Roaming through a unique outdoor concert

If you missed it the first time through, “Ponder: Outdoor Concert” will allow you to experience music in a different way on Friday, Nov. 30. The brass ensemble will play around Lake Laupus on East Carolina University’s Health Sciences Campus beginning at 3 p.m. The nearly 40-minute concert is the product of ECU assistant music professor Dr. Travis Alford.

ECU music professor Dr. Travis Alford plays the trumpet during the outdoor performance of his composition “Ponder.”

ECU music professor Dr. Travis Alford plays the trumpet during the outdoor performance of his composition “Ponder.” (Photos by Cliff Hollis)


Alford is a 2005 graduate of ECU’s School of Music and wrote this piece in 2012 when he was a graduate and doctoral student at Brandeis University in Massachusetts. He said it was written based on composer George Frideric Handel’s “Water Music” and was first performed around a fountain at Brandeis. While Alford said the name “Ponder” is an open-ended title, his wife came up with the name as a play on words since the music was composed to be played around a body of water.
ECU senior Joshua Poyner plays the tuba during “Ponder.” About 32 brass musicians were spread out around the Cupola for the performance.

ECU senior Joshua Poyner plays the tuba during “Ponder.” About 32 brass musicians were spread out around the Cupola for the performance.

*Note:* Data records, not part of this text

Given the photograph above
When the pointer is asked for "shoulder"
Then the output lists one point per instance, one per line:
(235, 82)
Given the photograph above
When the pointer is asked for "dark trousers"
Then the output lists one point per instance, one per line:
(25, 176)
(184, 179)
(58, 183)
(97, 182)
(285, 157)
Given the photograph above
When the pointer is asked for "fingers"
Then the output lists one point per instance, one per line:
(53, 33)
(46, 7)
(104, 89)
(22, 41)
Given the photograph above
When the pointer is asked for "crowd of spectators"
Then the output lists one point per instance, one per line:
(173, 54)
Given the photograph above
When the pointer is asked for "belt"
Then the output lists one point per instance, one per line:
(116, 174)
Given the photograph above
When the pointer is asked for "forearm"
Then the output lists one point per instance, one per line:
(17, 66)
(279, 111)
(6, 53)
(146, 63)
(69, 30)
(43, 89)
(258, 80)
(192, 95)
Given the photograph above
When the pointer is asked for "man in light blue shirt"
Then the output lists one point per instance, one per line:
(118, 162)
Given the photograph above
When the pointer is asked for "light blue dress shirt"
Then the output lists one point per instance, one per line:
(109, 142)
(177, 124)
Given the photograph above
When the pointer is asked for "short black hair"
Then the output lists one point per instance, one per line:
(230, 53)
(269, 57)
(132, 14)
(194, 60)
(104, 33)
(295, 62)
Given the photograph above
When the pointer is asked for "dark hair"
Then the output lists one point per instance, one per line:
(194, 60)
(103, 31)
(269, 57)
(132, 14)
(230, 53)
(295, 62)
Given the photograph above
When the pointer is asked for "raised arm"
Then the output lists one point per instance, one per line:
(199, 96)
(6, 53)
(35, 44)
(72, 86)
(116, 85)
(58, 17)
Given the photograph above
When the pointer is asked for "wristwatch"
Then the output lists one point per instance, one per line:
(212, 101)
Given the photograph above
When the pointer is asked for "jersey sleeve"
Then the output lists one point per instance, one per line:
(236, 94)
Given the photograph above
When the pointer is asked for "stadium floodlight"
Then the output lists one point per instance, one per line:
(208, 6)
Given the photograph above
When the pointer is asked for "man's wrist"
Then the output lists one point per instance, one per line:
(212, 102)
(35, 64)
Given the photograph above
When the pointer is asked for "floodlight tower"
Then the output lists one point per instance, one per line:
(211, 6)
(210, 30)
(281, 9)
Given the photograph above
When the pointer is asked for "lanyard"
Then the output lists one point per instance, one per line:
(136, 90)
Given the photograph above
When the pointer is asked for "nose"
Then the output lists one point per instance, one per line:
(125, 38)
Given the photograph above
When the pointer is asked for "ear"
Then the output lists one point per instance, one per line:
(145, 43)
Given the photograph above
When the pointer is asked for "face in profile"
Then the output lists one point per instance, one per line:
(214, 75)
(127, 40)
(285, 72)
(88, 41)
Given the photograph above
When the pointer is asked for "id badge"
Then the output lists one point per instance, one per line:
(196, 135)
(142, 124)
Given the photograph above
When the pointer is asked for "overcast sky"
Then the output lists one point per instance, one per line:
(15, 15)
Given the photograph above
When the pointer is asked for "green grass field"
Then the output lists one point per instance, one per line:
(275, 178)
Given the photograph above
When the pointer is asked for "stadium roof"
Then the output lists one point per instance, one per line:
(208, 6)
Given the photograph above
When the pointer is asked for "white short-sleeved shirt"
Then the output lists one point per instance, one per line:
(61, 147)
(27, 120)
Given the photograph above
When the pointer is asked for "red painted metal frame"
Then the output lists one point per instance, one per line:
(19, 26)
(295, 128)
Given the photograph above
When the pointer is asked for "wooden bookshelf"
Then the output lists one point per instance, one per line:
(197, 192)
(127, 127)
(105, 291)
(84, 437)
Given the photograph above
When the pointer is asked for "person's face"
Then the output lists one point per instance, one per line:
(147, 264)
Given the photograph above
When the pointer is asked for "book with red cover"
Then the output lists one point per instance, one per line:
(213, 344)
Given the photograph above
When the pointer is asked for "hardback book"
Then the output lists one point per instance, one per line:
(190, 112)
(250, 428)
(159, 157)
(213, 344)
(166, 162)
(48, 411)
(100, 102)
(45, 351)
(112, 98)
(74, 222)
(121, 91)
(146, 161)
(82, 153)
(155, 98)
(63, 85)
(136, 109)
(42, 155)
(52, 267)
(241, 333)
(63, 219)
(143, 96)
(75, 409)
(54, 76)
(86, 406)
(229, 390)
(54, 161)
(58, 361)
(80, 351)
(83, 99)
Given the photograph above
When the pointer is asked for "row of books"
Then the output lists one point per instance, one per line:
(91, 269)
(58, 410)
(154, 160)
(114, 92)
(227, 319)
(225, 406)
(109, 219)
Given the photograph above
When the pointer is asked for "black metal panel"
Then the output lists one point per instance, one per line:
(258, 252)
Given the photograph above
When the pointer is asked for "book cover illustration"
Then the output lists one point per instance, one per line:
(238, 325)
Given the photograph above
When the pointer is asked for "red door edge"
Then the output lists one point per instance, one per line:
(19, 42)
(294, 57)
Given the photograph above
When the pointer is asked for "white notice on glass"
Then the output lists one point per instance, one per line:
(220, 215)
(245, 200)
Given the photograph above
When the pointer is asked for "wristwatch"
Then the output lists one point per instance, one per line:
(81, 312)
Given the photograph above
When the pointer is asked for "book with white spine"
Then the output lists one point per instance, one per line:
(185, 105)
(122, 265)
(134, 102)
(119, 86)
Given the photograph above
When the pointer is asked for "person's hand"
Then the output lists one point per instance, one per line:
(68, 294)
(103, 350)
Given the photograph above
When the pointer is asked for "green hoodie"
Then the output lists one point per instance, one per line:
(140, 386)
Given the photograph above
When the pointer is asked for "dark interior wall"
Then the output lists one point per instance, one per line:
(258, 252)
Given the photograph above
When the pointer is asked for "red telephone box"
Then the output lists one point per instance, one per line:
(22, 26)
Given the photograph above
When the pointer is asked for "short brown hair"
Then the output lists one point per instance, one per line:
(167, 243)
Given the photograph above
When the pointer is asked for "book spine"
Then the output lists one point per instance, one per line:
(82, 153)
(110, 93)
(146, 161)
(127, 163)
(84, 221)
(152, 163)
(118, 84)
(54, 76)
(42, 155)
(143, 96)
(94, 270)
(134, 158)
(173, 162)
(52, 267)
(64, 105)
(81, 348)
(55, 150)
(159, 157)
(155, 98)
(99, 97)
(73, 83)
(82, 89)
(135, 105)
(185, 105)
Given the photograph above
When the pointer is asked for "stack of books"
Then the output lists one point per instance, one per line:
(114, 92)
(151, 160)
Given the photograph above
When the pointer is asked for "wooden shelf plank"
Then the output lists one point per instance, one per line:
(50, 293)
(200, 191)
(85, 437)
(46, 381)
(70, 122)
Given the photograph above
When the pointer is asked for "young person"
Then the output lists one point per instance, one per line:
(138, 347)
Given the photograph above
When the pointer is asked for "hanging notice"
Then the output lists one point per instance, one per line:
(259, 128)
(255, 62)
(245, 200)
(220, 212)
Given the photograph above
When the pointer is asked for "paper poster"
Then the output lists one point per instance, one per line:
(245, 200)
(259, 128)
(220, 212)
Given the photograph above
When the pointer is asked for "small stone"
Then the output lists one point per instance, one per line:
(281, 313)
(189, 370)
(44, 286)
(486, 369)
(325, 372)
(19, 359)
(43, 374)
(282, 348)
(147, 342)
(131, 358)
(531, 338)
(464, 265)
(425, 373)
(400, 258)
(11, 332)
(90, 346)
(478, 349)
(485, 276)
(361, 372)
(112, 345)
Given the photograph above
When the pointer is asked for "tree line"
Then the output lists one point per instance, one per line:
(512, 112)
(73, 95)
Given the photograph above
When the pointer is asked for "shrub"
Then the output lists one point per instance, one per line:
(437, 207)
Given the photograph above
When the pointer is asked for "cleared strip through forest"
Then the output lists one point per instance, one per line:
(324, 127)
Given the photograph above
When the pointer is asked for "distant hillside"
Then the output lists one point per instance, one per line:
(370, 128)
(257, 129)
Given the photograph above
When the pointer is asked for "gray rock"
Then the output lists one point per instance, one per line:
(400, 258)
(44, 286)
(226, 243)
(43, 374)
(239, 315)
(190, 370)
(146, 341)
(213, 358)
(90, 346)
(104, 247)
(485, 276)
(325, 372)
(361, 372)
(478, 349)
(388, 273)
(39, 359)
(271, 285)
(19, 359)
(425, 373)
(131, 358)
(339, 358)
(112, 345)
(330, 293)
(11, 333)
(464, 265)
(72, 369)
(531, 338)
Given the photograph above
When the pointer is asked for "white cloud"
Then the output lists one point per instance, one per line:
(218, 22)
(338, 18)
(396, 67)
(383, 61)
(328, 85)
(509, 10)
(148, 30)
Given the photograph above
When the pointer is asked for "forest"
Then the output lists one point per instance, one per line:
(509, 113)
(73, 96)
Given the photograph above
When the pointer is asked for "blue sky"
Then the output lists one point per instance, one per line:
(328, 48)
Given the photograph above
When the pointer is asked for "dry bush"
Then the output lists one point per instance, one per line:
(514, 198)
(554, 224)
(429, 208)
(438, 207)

The first performance at ECU did not take place around the fountain, but instead on the mall around the Cupola. Nearly three dozen brass performers – including trumpets, French horns, euphoniums and tubas – spread out along the mall for the piece. Each performer was also given a hand percussion instrument, like a temple gong, to play as well. As the music was performed, those walking through campus could stop and listen, or walk right through the performance.
“This was nice. I felt like the audience could be right in the middle of the music,” Alford said.
A bonus to walking through the performers was the chance to listen to different aspects of the music.
“All of the different melodies will kind of merge together in one area. So, I think that it’s a really cool idea,” said tuba performer and ECU music student Joshua Poyner. The performers were a mixture of ECU students and faculty.
“Wherever it’s performed, I want to allow people to just sort of stop and listen to the sounds around them to sort of experience the piece,” Alford said. “More than just listen to it – to experience the sights and smells and sounds of just being in the space.”